Student activism was the topic for this week’s #sachat session on Twitter. This is a weekly chat session for student affairs professionals and students interested in the profession. Coincidentally, the event I am facilitating called “The Roots and Identity of the API Community on Campus,” to be held next week, was also announced on Facebook today. The chat and the event reminded me of my student activism days at UCSB back in the 1990s.

Back then, I was deeply involved within the Asian American student community to challenge/work with the administration to improve student services to better serve the needs of Asian American students and the student body in general. Some of the group’s efforts were directed towards making student services more culturally sensitive and for the counseling services experience more accommodating to Asian American students who may have come from cultures and family upbringings where professional counseling was a foreign concept or frowned upon.

Another major effort the students undertook was establishing a physical space for Asian American students to have a place we can call home. After many years of working with the administration, the effort resulted in having a room identified as the “Asian Resource Center,” which led to a building now called Student Resource Building, wherein several student service departments and resource centers for marginalized student populations are located.

One of the most memorable moments as a student was when I called my mom, letting her know I was involved in a student protest. My mom was furious at me for being part of it. She was also scared of what would happen to me. She yelled at me that I would go to jail. Her reactions were because of what we had seen in the Philippines growing up. When we left the Philippines in 1984, it was about the time of the People Power Revolution that deposed Ferdinand Marcos, the President of the Philippines back then. During that time,  we witnessed protests on the street in Baguio City, where I grew up. My parents were never politically active, so I never participated in the protests.

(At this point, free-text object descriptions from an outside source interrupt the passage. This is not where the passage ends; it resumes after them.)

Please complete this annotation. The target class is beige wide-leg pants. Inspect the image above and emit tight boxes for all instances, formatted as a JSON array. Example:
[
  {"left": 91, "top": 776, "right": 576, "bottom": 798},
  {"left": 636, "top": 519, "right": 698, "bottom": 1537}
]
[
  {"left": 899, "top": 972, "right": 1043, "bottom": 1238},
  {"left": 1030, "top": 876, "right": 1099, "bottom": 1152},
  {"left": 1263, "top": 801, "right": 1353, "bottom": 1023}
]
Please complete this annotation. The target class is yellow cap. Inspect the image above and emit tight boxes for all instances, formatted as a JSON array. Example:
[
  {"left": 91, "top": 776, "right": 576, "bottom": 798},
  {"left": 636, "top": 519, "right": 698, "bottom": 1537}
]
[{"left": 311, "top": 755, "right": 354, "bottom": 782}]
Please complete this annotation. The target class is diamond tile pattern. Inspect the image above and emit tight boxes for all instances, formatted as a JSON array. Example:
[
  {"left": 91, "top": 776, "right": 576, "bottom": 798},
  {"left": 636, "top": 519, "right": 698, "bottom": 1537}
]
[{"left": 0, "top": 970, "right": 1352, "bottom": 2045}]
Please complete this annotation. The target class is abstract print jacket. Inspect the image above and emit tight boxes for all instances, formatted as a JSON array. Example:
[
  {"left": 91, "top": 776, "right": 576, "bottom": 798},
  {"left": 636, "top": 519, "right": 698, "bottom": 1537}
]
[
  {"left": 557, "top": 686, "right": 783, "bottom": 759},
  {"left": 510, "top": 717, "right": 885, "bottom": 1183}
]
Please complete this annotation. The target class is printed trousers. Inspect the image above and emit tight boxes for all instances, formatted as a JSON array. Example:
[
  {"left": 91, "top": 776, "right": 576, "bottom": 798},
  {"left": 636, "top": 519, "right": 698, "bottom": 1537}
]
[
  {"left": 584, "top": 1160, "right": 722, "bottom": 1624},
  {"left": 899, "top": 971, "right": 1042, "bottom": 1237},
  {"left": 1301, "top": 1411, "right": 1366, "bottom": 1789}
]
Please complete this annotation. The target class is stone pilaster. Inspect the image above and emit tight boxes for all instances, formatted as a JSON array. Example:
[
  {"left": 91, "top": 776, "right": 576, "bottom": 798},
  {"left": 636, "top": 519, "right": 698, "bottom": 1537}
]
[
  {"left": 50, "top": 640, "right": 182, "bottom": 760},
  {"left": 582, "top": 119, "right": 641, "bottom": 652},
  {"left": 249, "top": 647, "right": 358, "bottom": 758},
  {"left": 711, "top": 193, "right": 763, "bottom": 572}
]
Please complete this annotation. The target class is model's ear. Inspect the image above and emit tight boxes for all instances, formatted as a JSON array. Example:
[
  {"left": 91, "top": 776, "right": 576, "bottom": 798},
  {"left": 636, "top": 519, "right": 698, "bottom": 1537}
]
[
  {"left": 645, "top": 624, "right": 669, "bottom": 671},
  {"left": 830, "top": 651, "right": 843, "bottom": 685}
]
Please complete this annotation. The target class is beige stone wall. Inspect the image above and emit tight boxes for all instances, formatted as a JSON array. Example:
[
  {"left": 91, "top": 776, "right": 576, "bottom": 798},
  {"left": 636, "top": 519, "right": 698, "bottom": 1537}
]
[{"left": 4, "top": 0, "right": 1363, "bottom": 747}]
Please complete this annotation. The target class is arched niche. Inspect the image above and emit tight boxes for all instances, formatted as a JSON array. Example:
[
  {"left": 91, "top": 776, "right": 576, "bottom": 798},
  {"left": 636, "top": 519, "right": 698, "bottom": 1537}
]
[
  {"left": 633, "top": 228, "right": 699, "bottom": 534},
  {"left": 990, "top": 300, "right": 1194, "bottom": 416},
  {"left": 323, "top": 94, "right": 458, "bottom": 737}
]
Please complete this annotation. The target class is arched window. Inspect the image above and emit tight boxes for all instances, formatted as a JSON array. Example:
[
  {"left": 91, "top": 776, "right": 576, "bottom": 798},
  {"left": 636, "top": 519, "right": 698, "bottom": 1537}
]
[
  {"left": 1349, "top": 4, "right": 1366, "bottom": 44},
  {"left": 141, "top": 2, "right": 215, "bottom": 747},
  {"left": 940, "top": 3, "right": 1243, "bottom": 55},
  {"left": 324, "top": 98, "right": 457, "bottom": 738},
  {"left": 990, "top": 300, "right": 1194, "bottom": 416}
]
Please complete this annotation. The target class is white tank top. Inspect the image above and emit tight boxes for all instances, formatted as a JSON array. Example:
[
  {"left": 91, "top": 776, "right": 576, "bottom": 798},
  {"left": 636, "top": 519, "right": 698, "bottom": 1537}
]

My parents were also adamant about me not getting involved because of the fear of being arrested or other consequences.

Looking back, one of the benefits of getting involved with student activism was developing my identity as a Filipino-American. Coupled with Asian American courses, including a Filipino-American Experience course, my involvement within the Asian American community allowed me to learn about Asian American history and develop my racial and cultural identities. Being aware of Asian-Americans’ struggles throughout history, oppressive laws like anti-miscegenation and racial discrimination and segregation practices, and how Filipino-American leaders like Pablo Manlapit, Philip Vera Cruz, and Larry Itliong led movements to fight injustices led me to explore what it meant to be a Filipino-American. I became keener on the portrayals of Asian-Americans in the popular media. I also became more sensitive to micro-aggressions I faced every day. I noticed how I was followed when I entered stores. I noticed how my White hall mates insisted I only got accepted to UCSB because of affirmative action.

While I didn’t know it back then, I was going through an identity development process during my days as a student activist. As Kim’s Asian American Identity Development Theory suggests, I had gone through the following stages, including ethnic awareness, White identification, awakening to social-political consciousness, redirection, and incorporation.

After graduation, I found a job at UCSB; I’m still at UCSB. As a professional, I became a staff advisor to several organizations, including the Filipino-American student organization Kapatirang Pilipino, Pilipino Graduation, and Pilipino Cultural Night (PCN). It’s been interesting to mentor and observe the student leaders and watch them go through the similar identity development process I went through. I hope their experience as student activists will help them find themselves and in their careers as it had done for me.